In 2001, Congress adopted a temporary ban on oil and gas drilling in and under the Great Lakes. Congressman Stupak led the effort in 2005 to successfully make this ban permanent. Stupak's amendment to H.R. 3534, included in the manager's amendment of the CLEAR Act, is the latest effort to re-inforce this federal ban.
The CLEAR Act would create a Great Lakes Regional Coordination Council to assess the water body's economic resources, including renewable and non-renewable energy sources, and present a strategic plan on utilizing those resources. Stupak's amendment ensures that this assessment and plan remain consistent with the ban on drilling in the Great Lakes by excluding non-renewable energy sources under the Great Lakes from consideration.
"More than 33 million Americans rely on the Great Lakes for drinking water, fishing, recreation, agriculture, industry and shipping," Stupak said. "This must be weighed against the fact that in the entire 25 years that directional drilling was permitted, the Great Lakes wells produced only enough natural gas to fuel the United States for nine hours and only enough crude oil to fuel the United States for a mere 35 minutes. There can be no debate that the risks of drilling in the Great Lakes far outweigh the minimal rewards."
In response to the Deepwater Horizon explosion and oil spill in the Gulf of Mexico, the CLEAR Act imposes new drilling safety standards, reforms the federal agency responsible for issuing oil and gas leases and regulating the companies that drill on our federal lands, increases liability limits for oil companies responsible for spills and strengthens federal oil spill response programs. Stupak also worked with his colleagues to ensure that the bill contains a provision to prevent bad actors, or egregious violators of federal environmental and safety laws, from obtaining new leases to drill in federal waters or on federal lands.
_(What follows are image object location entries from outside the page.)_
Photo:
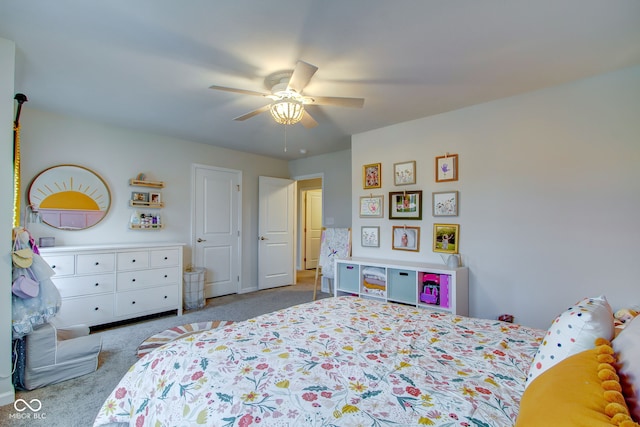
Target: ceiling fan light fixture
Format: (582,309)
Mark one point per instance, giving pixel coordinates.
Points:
(287,111)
The CLEAR Act now awaits consideration in the U.S. Senate.
Stupak serves as co-chairman of the Congressional Water Caucus, which works to promote a dialogue about water issues and provide timely, scientific information about water resources and water use, and also serves as co-chairman of the Democratic Working Group on water issues. In addition to the federal ban on drilling in and under the Great Lakes, Stupak has written and supported legislation to reverse damage caused by invasive species, including Asian carp, prevent partially treated human waste from being dumped into the Great Lakes and stop the proposed diversion of Great Lakes water to China.
Michigan's First Congressional District has 1,613 miles of shoreline, more than any other congressional district in the continental United States. It is also the only congressional district in the nation to border three of the five Great Lakes.